Secondly, beyond any focus on the classroom, refugees are living the reality of deepening poverty and worsening malnutrition. Hungry children do not make for good learners, so there is a poverty crisis that needs to be addressed.
Finally, and this is a point that is much neglected, many of these children have been traumatised. This is the age of impunity, frankly, for committing crimes against children in war. We’ve seen it in Syria, we’ve seen it in South Sudan. These are children who often need trauma counselling to be able to learn.
Responding to these areas – we know it’s not necessarily rocket science. But it does need cohesive planning, financial commitment and political will. And all of these elements have been lacking, in my view.
SBJ: To look at the challenges holistically, we have 80 percent of refugees living on $3 a day in Jordan and Lebanon, according to UNHCR. There's a disproportionate effect on refugee children, particularly the most marginalised, which includes girls, working children and those with disabilities. It also highlights the cultural barriers at play. We see a higher risk of male dropouts; child marriage is rising again among girls – these are issues that are just piling on and on.
We need to think broadly. When you speak about refugees, I think it’s less than 2 per cent that go on to higher education. Of those that win the lottery and get a degree, they may not have access to employment in the places where they live. So for us, it’s not just about their getting an education – we also need to create pathways to elevated livelihoods, because that can be gamechanging for families and communities. Education is a piece of a much wider puzzle.
How do you build an end-to-end development response?
SBJ: We need cohesion between global and regional partners, and the private sector, and to bridge the gaps between education systems and labour markets. We need corporates to get on board with hiring refugees, and to acknowledge that if they are genuinely committed to achieving the SDGs [sustainable development goals], they need to act. We need everyone to have a seat at the table – governments, corporates, donors, NGOs – and to listen to the voices we are trying to serve.
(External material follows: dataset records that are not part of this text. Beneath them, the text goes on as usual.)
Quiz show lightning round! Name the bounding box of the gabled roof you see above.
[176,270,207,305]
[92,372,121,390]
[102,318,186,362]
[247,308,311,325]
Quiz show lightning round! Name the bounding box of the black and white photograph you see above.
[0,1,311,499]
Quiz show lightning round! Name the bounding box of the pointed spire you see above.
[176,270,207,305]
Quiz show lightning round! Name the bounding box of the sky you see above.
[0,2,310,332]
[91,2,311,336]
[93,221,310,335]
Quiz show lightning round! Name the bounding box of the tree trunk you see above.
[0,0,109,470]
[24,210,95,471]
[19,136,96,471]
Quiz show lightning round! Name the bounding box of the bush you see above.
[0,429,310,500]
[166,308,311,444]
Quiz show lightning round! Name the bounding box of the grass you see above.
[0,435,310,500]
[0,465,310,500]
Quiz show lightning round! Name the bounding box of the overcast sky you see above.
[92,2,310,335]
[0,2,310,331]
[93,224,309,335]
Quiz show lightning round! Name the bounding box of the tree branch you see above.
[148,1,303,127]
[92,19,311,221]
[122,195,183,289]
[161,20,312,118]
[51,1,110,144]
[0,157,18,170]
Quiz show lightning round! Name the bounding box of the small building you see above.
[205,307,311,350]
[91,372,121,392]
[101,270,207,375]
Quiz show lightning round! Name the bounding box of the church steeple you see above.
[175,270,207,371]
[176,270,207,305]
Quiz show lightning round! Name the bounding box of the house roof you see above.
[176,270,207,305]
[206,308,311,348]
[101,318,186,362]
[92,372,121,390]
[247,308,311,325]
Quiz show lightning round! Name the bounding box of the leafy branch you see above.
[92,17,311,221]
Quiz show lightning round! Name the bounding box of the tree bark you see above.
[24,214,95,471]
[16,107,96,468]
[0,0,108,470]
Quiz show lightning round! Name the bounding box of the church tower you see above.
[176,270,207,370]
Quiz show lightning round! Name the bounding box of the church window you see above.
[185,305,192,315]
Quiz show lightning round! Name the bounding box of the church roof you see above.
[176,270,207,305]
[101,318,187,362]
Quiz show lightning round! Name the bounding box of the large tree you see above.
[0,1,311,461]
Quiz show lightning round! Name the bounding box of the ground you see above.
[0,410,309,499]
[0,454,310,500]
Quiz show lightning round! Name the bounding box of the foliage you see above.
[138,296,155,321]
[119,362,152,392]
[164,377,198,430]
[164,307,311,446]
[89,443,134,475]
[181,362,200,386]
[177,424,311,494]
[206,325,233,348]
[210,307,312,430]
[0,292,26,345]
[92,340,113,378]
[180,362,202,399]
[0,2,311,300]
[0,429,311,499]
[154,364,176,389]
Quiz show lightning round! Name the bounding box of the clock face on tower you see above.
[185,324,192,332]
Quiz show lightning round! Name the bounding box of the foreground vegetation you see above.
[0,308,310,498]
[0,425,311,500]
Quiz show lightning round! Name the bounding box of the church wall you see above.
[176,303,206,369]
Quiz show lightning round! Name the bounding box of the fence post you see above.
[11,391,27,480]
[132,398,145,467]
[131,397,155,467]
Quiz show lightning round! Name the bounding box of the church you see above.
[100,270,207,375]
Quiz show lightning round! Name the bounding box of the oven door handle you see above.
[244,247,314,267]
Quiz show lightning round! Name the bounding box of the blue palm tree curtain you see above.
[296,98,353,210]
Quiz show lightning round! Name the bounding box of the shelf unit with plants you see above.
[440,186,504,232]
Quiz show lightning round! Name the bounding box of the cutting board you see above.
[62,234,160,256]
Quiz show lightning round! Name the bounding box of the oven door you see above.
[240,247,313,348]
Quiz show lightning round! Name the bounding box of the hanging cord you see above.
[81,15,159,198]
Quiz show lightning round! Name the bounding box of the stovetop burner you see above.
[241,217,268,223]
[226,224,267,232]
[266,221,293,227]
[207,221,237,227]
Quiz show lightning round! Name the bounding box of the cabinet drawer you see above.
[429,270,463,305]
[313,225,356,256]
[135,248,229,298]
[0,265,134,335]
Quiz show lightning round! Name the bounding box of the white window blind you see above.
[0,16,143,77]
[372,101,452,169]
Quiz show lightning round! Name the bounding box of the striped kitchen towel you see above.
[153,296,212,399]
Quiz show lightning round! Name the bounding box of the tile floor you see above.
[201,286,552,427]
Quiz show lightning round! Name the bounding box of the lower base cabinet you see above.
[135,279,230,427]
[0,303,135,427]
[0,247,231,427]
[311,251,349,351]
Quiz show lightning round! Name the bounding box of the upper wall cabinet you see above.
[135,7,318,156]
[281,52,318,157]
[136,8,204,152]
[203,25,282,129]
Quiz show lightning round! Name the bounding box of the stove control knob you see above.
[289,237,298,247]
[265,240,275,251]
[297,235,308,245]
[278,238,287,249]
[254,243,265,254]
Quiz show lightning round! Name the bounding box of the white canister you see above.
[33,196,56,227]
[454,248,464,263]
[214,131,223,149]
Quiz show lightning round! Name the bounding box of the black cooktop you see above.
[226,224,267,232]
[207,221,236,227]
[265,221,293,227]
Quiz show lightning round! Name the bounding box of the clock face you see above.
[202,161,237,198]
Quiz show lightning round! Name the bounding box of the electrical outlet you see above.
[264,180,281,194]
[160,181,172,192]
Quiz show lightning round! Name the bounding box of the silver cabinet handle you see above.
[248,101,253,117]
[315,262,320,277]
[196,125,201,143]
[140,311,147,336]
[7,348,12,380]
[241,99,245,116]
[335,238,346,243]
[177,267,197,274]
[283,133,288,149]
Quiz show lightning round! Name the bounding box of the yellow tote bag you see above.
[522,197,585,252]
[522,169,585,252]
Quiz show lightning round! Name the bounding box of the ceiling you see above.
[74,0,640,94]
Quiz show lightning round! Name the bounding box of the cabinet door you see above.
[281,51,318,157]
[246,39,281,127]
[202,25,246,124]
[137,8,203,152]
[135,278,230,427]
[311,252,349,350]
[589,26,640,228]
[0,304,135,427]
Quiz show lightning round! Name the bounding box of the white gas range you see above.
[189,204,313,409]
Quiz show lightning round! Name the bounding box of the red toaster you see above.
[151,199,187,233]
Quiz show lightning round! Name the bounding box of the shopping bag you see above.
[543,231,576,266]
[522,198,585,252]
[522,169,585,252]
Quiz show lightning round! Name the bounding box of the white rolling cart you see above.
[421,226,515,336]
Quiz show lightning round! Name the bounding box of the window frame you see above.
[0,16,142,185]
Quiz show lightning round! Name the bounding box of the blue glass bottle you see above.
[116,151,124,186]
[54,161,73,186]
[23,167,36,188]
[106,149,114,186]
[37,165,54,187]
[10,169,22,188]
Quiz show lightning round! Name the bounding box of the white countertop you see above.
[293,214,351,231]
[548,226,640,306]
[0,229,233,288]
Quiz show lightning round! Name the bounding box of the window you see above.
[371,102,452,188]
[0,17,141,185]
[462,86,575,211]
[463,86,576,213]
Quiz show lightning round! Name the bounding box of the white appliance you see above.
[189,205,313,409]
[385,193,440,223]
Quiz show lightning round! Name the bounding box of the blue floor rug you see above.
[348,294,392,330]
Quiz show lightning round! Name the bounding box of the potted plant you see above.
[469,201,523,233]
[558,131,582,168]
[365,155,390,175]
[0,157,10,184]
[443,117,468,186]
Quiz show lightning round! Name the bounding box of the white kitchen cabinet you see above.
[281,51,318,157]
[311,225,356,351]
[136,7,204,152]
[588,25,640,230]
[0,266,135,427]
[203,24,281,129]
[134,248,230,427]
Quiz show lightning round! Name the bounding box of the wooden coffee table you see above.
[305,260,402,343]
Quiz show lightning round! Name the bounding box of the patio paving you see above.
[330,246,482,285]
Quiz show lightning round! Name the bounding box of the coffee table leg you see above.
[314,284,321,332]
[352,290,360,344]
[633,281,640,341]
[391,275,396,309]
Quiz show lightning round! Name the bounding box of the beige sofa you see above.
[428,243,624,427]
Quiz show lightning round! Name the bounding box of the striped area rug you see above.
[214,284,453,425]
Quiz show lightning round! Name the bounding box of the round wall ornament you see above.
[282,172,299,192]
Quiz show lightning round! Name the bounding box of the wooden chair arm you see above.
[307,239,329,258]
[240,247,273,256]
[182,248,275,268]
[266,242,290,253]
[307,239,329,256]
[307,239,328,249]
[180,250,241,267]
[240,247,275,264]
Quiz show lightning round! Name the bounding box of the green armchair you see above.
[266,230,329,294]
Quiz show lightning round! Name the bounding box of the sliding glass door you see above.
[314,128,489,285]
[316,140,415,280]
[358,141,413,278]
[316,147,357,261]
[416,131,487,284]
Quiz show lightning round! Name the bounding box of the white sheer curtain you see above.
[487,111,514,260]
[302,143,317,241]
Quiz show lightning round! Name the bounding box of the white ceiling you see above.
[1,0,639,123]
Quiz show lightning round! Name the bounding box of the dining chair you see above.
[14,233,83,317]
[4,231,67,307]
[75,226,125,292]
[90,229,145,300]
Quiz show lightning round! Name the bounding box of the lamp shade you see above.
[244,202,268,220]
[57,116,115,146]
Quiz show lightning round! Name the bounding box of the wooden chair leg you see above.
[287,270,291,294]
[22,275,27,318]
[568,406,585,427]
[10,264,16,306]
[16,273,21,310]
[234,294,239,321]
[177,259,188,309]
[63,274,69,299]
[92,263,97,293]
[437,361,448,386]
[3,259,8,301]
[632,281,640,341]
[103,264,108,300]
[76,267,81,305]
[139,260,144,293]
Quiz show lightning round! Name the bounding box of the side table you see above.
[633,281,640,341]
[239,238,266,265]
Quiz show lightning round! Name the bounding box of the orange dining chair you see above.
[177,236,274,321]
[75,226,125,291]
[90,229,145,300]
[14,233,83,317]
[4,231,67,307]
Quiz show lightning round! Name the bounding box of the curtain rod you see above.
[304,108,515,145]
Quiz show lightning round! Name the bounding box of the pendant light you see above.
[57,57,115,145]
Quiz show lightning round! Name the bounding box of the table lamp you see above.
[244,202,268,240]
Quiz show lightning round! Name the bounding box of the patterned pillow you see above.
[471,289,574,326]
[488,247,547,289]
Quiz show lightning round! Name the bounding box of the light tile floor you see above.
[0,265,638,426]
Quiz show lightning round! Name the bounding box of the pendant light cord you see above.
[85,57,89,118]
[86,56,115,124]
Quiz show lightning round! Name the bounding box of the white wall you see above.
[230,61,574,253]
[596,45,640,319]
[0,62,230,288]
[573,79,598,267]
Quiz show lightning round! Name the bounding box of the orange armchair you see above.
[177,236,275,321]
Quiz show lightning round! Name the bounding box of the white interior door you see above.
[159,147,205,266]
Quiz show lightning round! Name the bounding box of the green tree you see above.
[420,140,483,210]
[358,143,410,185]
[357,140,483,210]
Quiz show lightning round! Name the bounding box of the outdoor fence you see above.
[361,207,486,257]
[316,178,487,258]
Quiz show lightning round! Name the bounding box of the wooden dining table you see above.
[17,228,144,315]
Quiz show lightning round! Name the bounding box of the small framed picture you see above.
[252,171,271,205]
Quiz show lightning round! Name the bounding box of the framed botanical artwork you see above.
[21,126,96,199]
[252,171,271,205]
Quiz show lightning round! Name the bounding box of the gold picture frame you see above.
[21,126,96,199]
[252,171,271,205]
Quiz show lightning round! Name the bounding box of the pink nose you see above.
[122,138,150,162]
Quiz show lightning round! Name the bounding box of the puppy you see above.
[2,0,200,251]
We also need to see public education systems brought into the fold, because we want to see refugees included in national education systems for their own protection.
Has the pandemic presented any opportunities when it comes to scaling access to digital learning?
KW: It’s tempting to hunt out silver linings, but I would be cautious against over-egging the value of tech solutions to the education crisis. I find I am often bombarded with what purport to be great ideas – a Silicon Valley-designed app that promises to enable every refugee to become literate, for example. But that’s just not how education works. The relationship between the teacher, school, community and child is so important, and solutions tend to work when you really engage with a community to understand what is possible, and what the needs are.
What I would say is that we, and many others, have demonstrated in a micro way what is possible. Our Tree [Transforming Refugee Education towards Excellence] programme, for example, focuses on training teachers to improve the quality of learning and learning outcomes. It has a strong multiplier effect, because a teacher might be connected to 30 or 40 children, and – with online learning and support from national authorities – it’s something you can take to scale.
SBJ: I think the pandemic has highlighted that some ideas were held back because decision-makers weren’t ready to put their money into the use of IT as a tool. Equally, it has shown that access to broadband is a regulatory issue that needs attention – IT can’t be the only solution when so many don’t have access to the digital space. But where that has been taken seriously, it has the potential to work well.
Of the responses that we feel could be scaled, all are programmes that have been built on the ground for the communities they serve. The copy-paste approach does not work in educational development, because the culture, access to resources and context is so different in each location.
Grassroots solutions are driven by local partners – organisations that are often overlooked by global donors. Will Covid-19 change that dynamic?
KW: I think we all remember the World Humanitarian Summit in Istanbul, where the Grand Bargain made a commitment to put more money from donors into the hands of local responders. But donors put so many obstacles in the way of this happening. The reason so much money goes through UN agencies and international NGOs, is that donors want to transfer the risk elsewhere. As a result, the reporting requirements related to fiduciary risk are so complex, it’s impossible for local organisations to meet them. We talk about decolonising aid and decolonising development. but this is what is obstructing it.
We all have a role to play in solving this, Save the Children included. We need to do more.